Using the test data in the Git repo above, the command would be:
$ diff -r tests/control_data_1 tests/control_data_2
Which produces the output:
Only in tests/control_data_1/Data Folder/test_folder: test_image.bmp
Only in tests/control_data_1/Data Folder: test_text.txt
Only in tests/control_data_1/Data Folder: test_word.docx
Binary files tests/control_data_1/Data Folder/test_zip.zip and tests/control_data_2/Data Folder/test_zip.zip differ
Saving the output to a text file would be done easily by adding > output.txt
to the end of the command. If any other options were needed, they are probably already built-in and documented on the man
page.
But most of the end users run Windows and are not comfortable with the command line, so unfortunately Bash isn’t an option.

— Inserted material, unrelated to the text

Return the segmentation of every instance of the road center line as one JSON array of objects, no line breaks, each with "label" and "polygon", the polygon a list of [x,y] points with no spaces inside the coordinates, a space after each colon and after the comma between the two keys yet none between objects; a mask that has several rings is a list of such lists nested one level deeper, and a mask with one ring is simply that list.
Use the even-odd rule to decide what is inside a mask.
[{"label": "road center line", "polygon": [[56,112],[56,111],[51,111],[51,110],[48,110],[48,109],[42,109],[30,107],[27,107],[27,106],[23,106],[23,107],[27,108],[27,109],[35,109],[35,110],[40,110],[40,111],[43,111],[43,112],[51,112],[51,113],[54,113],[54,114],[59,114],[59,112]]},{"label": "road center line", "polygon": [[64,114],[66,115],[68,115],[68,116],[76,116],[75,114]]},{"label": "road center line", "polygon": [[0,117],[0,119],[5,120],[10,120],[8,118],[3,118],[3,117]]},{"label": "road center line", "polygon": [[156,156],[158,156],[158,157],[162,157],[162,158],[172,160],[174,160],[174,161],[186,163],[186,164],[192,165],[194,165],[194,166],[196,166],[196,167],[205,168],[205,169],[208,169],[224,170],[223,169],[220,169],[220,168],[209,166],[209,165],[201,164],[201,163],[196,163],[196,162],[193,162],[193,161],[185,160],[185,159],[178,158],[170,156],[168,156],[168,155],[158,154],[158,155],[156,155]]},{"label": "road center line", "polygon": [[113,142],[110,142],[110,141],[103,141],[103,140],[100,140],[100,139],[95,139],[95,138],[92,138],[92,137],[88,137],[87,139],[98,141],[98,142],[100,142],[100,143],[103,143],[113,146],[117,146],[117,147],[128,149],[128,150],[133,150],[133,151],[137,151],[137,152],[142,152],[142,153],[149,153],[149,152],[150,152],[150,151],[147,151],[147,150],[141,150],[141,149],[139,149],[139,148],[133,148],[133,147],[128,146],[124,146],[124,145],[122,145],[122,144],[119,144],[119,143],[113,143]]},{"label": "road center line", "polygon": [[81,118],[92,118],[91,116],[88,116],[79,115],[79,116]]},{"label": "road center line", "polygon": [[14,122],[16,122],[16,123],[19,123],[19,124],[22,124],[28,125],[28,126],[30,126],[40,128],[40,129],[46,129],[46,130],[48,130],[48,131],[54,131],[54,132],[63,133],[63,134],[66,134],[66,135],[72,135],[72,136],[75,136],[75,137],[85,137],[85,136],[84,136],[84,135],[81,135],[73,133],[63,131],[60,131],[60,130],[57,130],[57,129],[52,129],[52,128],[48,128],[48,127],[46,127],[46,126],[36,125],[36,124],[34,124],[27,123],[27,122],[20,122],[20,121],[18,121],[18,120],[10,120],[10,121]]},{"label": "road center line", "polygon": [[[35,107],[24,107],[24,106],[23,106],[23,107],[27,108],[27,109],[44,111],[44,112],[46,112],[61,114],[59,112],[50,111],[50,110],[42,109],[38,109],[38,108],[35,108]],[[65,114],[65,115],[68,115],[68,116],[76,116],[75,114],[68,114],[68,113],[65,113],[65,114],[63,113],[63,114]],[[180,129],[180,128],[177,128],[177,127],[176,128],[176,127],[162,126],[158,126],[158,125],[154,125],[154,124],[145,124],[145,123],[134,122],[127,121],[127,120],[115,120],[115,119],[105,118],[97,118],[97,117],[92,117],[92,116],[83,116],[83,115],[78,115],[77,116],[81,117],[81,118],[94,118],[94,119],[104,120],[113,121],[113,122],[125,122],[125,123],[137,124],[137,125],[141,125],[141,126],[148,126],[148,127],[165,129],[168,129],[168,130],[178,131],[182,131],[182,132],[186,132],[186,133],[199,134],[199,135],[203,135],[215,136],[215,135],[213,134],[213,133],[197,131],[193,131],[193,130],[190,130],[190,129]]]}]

(I personally use and highly recommend Git Bash for technical or open-minded Windows users in this situation.)
Why Python?
I looked into similar commands using the native Windows command prompt, but that proved to be a nightmare. The Windows FC
command comes nowhere close to the feature set of diff
, and has no built-in support for subdirectories.
Stack Overflow provides the cleanest code I could find for a .bat
file that met my needs:
@echo off &setlocal
set "folderA=D:\NONMEM7.3beta7.0"
set "folderB=D:\NONMEM7.3beta7.0Renamed"
for %%a in ("%folderA%\*.f90") do if not exist "%folderB%\%%~na_recoded%%~xa" echo %%~na_recoded%%~xa not found in %folderB%.
for %%a in ("%folderB%\*.f90") do for /f "delims=_" %%b in ("%%~na") do if not exist "%folderA%\%%~b%%~xa" echo %%~b%%~xa not found in %folderA%.
It might work, but I certainly wouldn’t want to maintain it.
So command line tools and batch files are out. In that case, a minimal graphic interface is probably best, ideally as a standalone .exe
program.
And so our final program needs:
- Some version of the
diff
feature set - A graphic interface
- An installer to turn it into a standalone Windows program
Python has a standard library module for the first two, and PyInstaller can take care of the packaging. I also think it’s the most fun to code in.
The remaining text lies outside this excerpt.